Harper entered provincial politics in 1981 when he ran for election as MLA for the New Democratic Party (NDP) in the riding of Rupertsland. When he won, he became the first Aboriginal person to take a seat in the Manitoba legislature. Harper joined the Cabinet in 1986 as minister without portfolio responsible for Native Affairs. A few months later he was reappointed to the cabinet, becoming minister of Northern Affairs for Manitoba.

In 1990 Harper rose to national prominence for his opposition to the Meech Lake Accord. Harper initiated procedural delays in the Manitoba legislature that threatened to extend the vote beyond June 23, 1990, the deadline established for the accord. The Manitoba premier, Gary Filmon, needed all MLAs to approve the procedure for ratifying the accord. Eight separate times Harper refused to give his consent, on the grounds that First Nations had not been consulted or recognized in the constitutional discussions around the Meech Lake Accord. When the Legislative Assembly of Manitoba adjourned on June 22, it had not voted on the accord. Clyde Wells, in response to Harper’s initiative, refused to take a vote in Newfoundland, arguing that the situation in Manitoba made it irrelevant. As a result, the deadline passed and the accord collapsed. Harper made news stories across the country, and the Canadian Press voted him Newsmaker of the Year for 1990.

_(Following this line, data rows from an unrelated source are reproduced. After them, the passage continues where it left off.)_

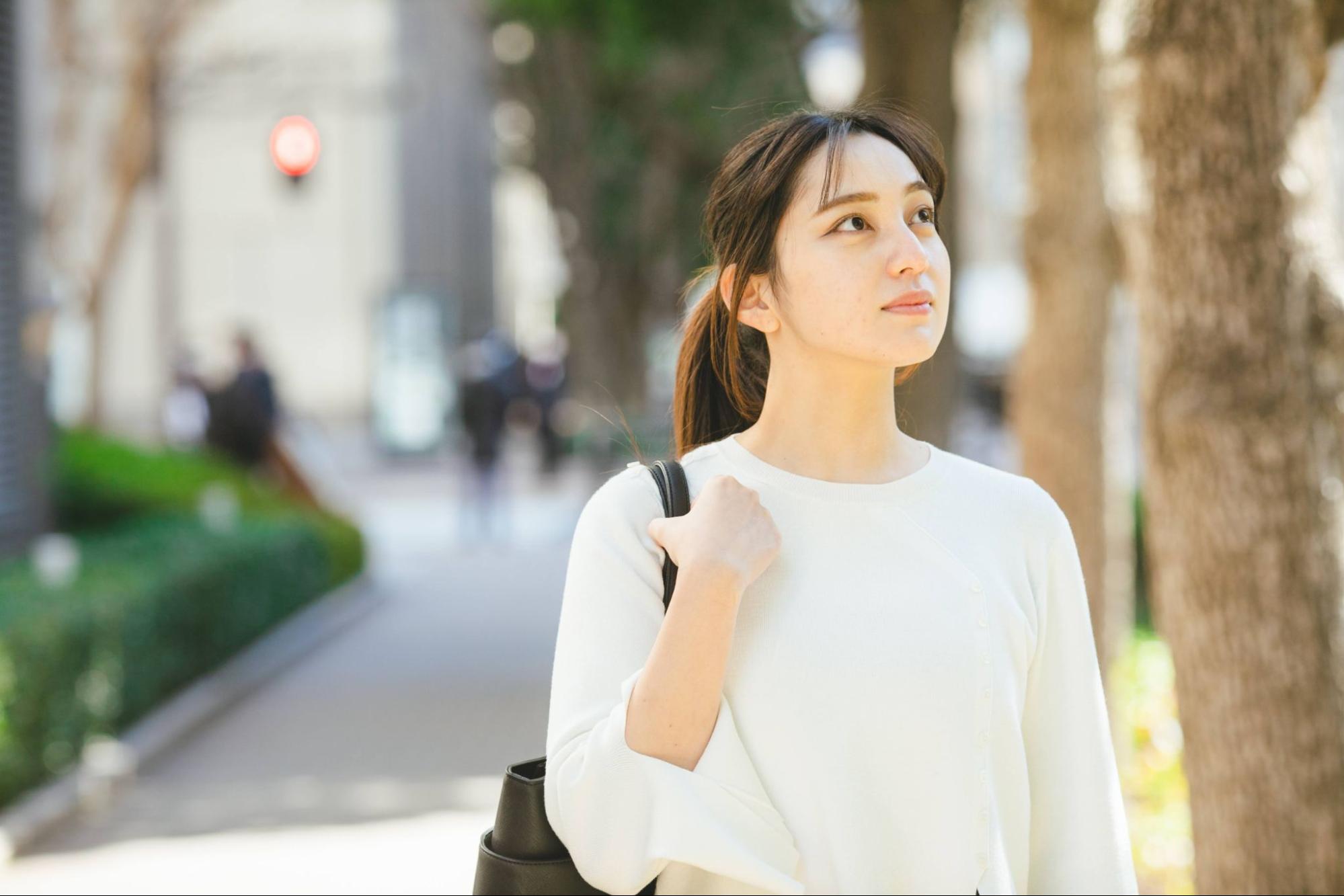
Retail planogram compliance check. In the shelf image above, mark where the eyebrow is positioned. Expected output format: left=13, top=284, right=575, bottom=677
left=812, top=180, right=933, bottom=218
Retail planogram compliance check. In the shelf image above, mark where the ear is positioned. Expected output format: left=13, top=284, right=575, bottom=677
left=717, top=263, right=779, bottom=333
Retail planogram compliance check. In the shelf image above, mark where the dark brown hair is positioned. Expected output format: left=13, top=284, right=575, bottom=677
left=672, top=101, right=947, bottom=458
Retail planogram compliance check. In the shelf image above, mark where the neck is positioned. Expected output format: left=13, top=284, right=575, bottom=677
left=738, top=367, right=928, bottom=482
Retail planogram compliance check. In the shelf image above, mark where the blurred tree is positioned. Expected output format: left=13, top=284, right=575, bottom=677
left=1006, top=0, right=1133, bottom=682
left=42, top=0, right=214, bottom=426
left=491, top=0, right=810, bottom=430
left=859, top=0, right=963, bottom=445
left=1128, top=0, right=1344, bottom=893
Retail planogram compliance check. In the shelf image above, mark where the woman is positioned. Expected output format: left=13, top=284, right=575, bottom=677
left=545, top=106, right=1137, bottom=893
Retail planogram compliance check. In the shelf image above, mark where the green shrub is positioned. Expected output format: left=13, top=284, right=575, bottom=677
left=0, top=430, right=364, bottom=805
left=51, top=429, right=364, bottom=585
left=0, top=514, right=332, bottom=803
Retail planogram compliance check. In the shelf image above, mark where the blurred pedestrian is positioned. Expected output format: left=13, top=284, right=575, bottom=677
left=524, top=333, right=566, bottom=475
left=459, top=328, right=524, bottom=540
left=206, top=331, right=278, bottom=469
left=160, top=350, right=210, bottom=450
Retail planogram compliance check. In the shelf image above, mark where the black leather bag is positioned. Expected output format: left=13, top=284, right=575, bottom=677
left=472, top=460, right=690, bottom=896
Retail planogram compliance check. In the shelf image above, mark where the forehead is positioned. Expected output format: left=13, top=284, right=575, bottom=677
left=790, top=132, right=919, bottom=216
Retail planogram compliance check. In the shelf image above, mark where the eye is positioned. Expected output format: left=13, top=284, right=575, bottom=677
left=829, top=215, right=868, bottom=234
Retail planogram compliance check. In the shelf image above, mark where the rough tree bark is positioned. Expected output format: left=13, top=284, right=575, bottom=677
left=1005, top=0, right=1133, bottom=671
left=1129, top=0, right=1344, bottom=893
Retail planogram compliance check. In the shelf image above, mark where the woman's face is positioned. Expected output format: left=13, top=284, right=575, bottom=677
left=739, top=133, right=951, bottom=368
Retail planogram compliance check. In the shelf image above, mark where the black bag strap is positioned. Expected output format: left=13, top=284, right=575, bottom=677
left=645, top=460, right=690, bottom=612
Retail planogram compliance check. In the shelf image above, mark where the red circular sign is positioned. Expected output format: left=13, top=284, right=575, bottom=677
left=270, top=116, right=323, bottom=177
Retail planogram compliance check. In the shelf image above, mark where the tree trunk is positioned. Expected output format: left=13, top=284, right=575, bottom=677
left=1129, top=0, right=1344, bottom=893
left=1005, top=0, right=1133, bottom=673
left=859, top=0, right=962, bottom=446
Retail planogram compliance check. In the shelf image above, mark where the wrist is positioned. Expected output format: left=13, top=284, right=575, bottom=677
left=673, top=564, right=744, bottom=602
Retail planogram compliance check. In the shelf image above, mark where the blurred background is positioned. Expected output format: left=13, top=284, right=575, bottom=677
left=0, top=0, right=1344, bottom=893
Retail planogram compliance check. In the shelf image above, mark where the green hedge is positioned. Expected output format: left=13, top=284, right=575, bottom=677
left=0, top=433, right=364, bottom=805
left=51, top=430, right=364, bottom=585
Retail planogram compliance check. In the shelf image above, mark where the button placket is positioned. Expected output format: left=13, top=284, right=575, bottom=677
left=970, top=579, right=993, bottom=870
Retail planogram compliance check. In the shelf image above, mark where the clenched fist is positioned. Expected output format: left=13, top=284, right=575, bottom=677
left=648, top=475, right=779, bottom=592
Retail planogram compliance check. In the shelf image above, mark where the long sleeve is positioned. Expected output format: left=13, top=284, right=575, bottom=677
left=545, top=466, right=803, bottom=893
left=1023, top=498, right=1138, bottom=893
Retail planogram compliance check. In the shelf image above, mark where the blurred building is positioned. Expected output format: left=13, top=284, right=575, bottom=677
left=20, top=0, right=495, bottom=438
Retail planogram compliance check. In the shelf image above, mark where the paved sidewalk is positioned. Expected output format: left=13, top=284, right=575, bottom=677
left=0, top=433, right=612, bottom=893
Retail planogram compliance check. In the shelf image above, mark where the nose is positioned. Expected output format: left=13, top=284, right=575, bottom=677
left=887, top=218, right=928, bottom=280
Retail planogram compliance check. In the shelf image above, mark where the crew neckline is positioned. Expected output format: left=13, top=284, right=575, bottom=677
left=713, top=433, right=946, bottom=501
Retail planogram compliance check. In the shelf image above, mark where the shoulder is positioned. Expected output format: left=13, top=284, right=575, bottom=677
left=580, top=460, right=663, bottom=528
left=943, top=451, right=1068, bottom=544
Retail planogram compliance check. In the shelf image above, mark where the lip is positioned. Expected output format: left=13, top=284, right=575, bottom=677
left=881, top=289, right=933, bottom=315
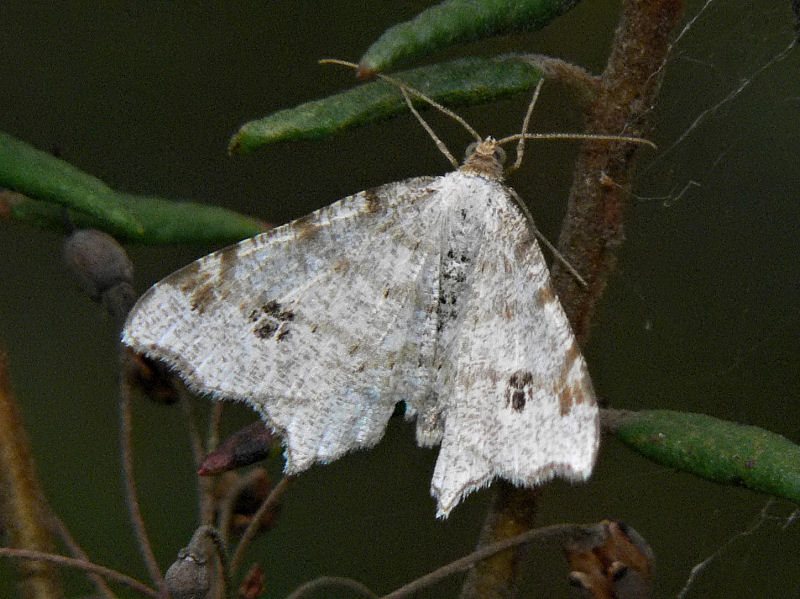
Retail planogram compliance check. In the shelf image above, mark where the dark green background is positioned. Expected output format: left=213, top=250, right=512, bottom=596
left=0, top=0, right=800, bottom=598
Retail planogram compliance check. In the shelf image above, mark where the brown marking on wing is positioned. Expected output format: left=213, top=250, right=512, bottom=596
left=536, top=283, right=556, bottom=306
left=290, top=214, right=322, bottom=240
left=558, top=385, right=583, bottom=418
left=363, top=189, right=381, bottom=213
left=556, top=339, right=584, bottom=416
left=505, top=370, right=533, bottom=412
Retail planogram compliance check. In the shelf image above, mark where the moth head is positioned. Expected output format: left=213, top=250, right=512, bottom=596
left=461, top=137, right=506, bottom=181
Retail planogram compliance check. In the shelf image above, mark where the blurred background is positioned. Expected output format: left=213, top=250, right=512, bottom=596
left=0, top=0, right=800, bottom=598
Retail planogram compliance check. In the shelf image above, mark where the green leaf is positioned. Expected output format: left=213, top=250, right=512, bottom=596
left=229, top=57, right=543, bottom=154
left=616, top=410, right=800, bottom=503
left=358, top=0, right=578, bottom=78
left=0, top=133, right=265, bottom=244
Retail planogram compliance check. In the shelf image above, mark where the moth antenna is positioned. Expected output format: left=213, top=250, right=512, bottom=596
left=497, top=133, right=658, bottom=150
left=400, top=87, right=459, bottom=169
left=506, top=79, right=544, bottom=175
left=319, top=58, right=483, bottom=157
left=506, top=187, right=589, bottom=289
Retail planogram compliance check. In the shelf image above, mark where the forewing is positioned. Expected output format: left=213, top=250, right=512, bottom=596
left=431, top=186, right=599, bottom=516
left=123, top=178, right=440, bottom=472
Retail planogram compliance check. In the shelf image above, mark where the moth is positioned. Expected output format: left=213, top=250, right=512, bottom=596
left=123, top=74, right=644, bottom=517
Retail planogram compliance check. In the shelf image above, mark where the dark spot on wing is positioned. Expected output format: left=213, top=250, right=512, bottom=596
left=290, top=214, right=322, bottom=239
left=558, top=385, right=583, bottom=417
left=253, top=321, right=278, bottom=339
left=333, top=258, right=350, bottom=274
left=247, top=300, right=295, bottom=341
left=219, top=244, right=239, bottom=273
left=181, top=273, right=216, bottom=314
left=506, top=370, right=533, bottom=412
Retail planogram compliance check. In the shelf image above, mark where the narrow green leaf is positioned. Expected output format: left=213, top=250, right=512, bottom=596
left=0, top=133, right=266, bottom=244
left=616, top=410, right=800, bottom=503
left=358, top=0, right=578, bottom=78
left=0, top=133, right=142, bottom=233
left=229, top=57, right=543, bottom=154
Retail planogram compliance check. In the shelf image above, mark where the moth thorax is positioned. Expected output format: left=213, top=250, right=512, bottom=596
left=461, top=137, right=506, bottom=181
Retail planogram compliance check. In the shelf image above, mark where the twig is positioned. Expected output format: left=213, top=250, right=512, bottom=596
left=286, top=576, right=378, bottom=599
left=381, top=524, right=582, bottom=599
left=48, top=510, right=117, bottom=599
left=230, top=476, right=291, bottom=578
left=0, top=547, right=160, bottom=599
left=178, top=385, right=214, bottom=524
left=678, top=498, right=774, bottom=599
left=0, top=347, right=63, bottom=599
left=462, top=0, right=683, bottom=599
left=119, top=370, right=167, bottom=597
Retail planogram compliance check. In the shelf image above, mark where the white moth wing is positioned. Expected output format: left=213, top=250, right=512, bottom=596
left=431, top=177, right=599, bottom=516
left=123, top=177, right=441, bottom=472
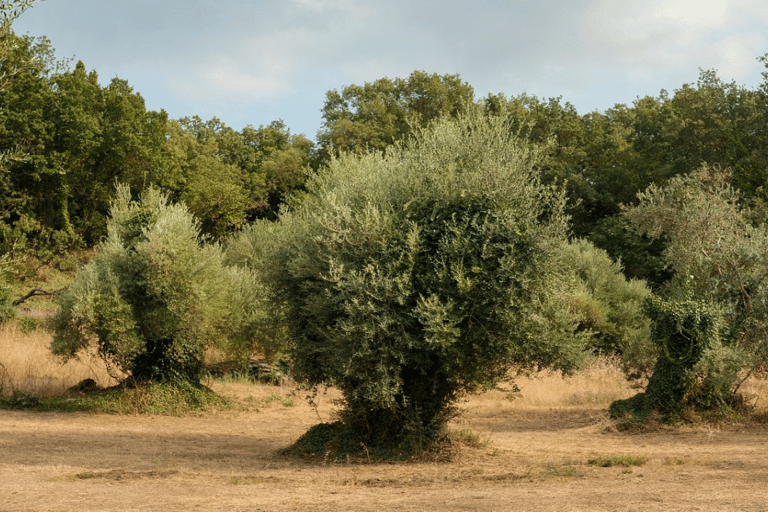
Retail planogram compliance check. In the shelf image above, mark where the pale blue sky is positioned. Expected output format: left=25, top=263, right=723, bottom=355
left=15, top=0, right=768, bottom=139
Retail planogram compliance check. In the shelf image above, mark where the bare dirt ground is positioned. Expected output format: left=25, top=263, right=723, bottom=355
left=0, top=376, right=768, bottom=512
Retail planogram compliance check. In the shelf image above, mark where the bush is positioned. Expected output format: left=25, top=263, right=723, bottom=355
left=52, top=186, right=274, bottom=383
left=237, top=109, right=583, bottom=455
left=0, top=269, right=16, bottom=325
left=610, top=297, right=744, bottom=420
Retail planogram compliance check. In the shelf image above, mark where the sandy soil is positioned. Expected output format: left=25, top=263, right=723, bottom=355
left=0, top=384, right=768, bottom=512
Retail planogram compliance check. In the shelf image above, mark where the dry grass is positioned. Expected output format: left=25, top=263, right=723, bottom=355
left=0, top=323, right=768, bottom=416
left=0, top=323, right=116, bottom=397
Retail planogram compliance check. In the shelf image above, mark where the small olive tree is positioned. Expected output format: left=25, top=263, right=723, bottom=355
left=231, top=109, right=583, bottom=453
left=614, top=166, right=768, bottom=418
left=51, top=186, right=263, bottom=383
left=560, top=240, right=659, bottom=380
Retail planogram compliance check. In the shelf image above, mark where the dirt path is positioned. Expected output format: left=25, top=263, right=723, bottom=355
left=0, top=388, right=768, bottom=512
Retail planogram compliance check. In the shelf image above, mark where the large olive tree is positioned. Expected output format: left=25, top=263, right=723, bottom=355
left=613, top=166, right=768, bottom=418
left=230, top=109, right=582, bottom=453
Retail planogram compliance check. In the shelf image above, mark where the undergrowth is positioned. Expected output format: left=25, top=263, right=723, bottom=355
left=0, top=383, right=232, bottom=416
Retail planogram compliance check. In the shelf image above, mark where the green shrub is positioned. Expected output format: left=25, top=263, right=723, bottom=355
left=612, top=166, right=768, bottom=418
left=52, top=186, right=276, bottom=383
left=0, top=274, right=16, bottom=325
left=610, top=298, right=743, bottom=420
left=237, top=108, right=583, bottom=455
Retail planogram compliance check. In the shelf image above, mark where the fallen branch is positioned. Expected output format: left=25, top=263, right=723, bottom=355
left=11, top=286, right=67, bottom=306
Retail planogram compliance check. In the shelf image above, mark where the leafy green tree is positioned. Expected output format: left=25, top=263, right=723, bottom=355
left=560, top=240, right=658, bottom=380
left=0, top=57, right=167, bottom=252
left=625, top=166, right=768, bottom=416
left=51, top=185, right=268, bottom=384
left=166, top=116, right=312, bottom=235
left=317, top=71, right=474, bottom=160
left=237, top=108, right=584, bottom=456
left=241, top=121, right=315, bottom=219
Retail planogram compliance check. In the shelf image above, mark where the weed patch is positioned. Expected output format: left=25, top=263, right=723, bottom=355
left=587, top=455, right=648, bottom=468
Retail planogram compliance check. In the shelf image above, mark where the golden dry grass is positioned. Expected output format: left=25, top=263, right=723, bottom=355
left=0, top=323, right=117, bottom=396
left=0, top=328, right=768, bottom=512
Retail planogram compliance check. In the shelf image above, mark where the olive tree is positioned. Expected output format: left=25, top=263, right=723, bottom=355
left=232, top=109, right=583, bottom=454
left=52, top=186, right=272, bottom=383
left=614, top=166, right=768, bottom=417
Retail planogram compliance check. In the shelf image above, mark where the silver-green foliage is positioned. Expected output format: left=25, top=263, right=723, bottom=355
left=625, top=166, right=768, bottom=414
left=562, top=240, right=658, bottom=379
left=230, top=110, right=583, bottom=450
left=52, top=186, right=262, bottom=382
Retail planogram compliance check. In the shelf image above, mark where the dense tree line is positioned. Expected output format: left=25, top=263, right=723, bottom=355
left=7, top=2, right=768, bottom=451
left=0, top=25, right=313, bottom=259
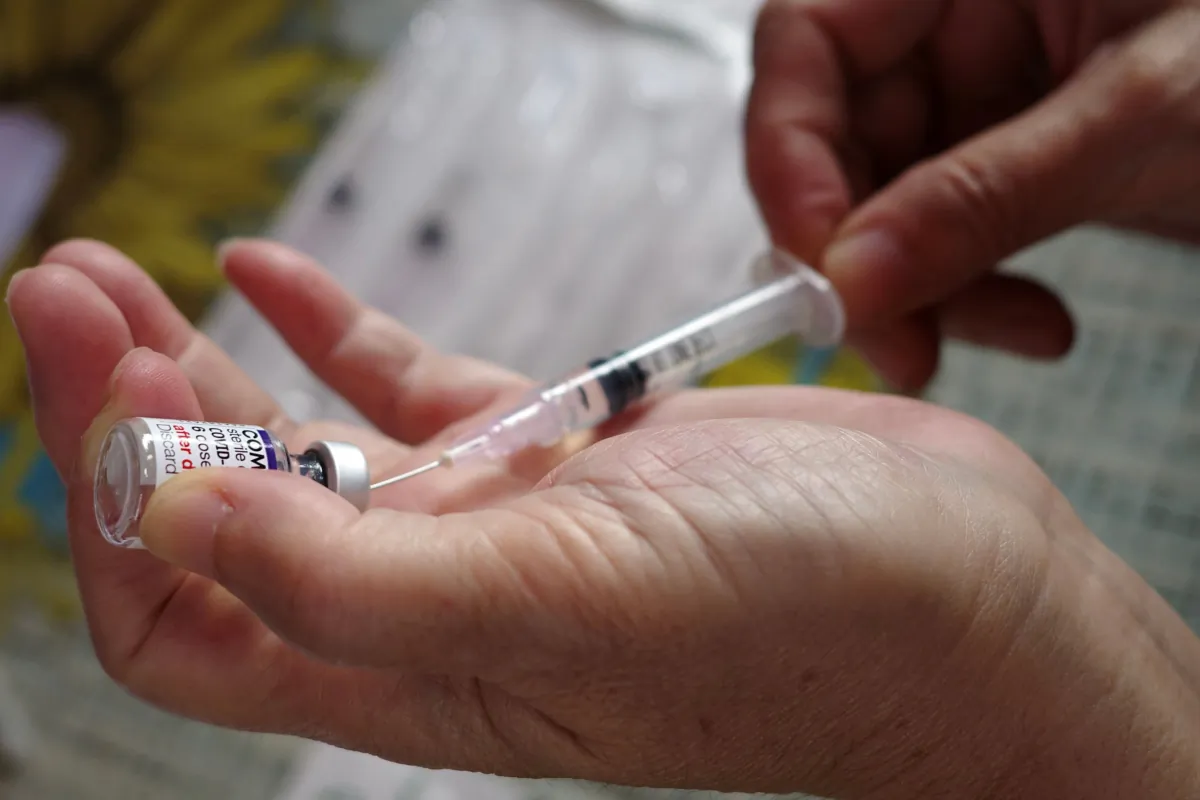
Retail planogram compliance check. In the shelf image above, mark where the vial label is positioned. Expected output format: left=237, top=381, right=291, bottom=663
left=143, top=419, right=287, bottom=486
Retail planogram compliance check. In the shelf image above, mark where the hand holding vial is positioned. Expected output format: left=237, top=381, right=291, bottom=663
left=8, top=242, right=1200, bottom=800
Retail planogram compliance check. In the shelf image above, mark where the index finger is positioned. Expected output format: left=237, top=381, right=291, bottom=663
left=745, top=0, right=946, bottom=275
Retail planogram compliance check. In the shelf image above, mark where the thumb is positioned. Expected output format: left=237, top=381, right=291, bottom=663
left=140, top=469, right=583, bottom=675
left=824, top=8, right=1200, bottom=326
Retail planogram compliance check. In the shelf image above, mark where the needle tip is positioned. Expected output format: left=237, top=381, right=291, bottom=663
left=371, top=461, right=442, bottom=492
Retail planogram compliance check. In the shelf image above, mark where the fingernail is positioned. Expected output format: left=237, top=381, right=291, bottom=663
left=79, top=348, right=148, bottom=481
left=823, top=230, right=904, bottom=281
left=138, top=474, right=234, bottom=578
left=217, top=236, right=247, bottom=272
left=4, top=269, right=29, bottom=306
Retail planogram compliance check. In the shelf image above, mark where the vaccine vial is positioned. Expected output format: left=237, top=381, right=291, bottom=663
left=94, top=417, right=371, bottom=549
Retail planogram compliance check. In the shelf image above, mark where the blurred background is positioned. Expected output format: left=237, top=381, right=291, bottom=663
left=0, top=0, right=1200, bottom=800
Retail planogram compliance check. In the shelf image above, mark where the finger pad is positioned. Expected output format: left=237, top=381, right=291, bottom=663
left=47, top=240, right=192, bottom=356
left=10, top=265, right=133, bottom=462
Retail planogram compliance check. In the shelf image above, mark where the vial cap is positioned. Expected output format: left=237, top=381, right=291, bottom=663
left=308, top=441, right=371, bottom=511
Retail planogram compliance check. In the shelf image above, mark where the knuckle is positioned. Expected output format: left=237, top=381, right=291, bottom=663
left=941, top=154, right=1022, bottom=259
left=1121, top=42, right=1200, bottom=120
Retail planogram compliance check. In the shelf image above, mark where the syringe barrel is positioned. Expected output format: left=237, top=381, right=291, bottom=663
left=445, top=251, right=845, bottom=462
left=544, top=251, right=845, bottom=417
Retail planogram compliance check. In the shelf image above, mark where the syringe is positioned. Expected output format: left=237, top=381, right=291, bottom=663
left=371, top=249, right=846, bottom=489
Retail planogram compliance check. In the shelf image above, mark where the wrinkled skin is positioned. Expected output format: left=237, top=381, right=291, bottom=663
left=8, top=242, right=1200, bottom=800
left=746, top=0, right=1200, bottom=391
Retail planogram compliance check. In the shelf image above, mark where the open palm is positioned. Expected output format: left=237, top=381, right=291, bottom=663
left=10, top=242, right=1200, bottom=796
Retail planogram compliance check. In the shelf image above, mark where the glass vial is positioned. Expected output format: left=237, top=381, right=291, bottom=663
left=94, top=417, right=371, bottom=548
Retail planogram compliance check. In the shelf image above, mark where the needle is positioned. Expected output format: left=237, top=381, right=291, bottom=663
left=371, top=461, right=442, bottom=492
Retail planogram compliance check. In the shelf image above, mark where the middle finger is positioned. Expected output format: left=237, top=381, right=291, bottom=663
left=42, top=240, right=295, bottom=438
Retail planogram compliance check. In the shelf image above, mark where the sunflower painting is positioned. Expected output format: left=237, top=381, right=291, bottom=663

Harper entered federal politics in 1993 when he was elected as the Liberal candidate for the riding of Churchill; he served as MP for that riding until 1997. In 1999 he was appointed a commissioner of the Indian Claims Commission. He continued to support initiatives to improve the lives of First Nations peoples and was involved in humanitarian and charitable causes abroad.

Harper died in Ottawa on May 17, 2013 from cardiac failure caused by complications from diabetes. His body lay in state at the Manitoba legislature, and hundreds lined up to pay their respects to the man who said, “No.”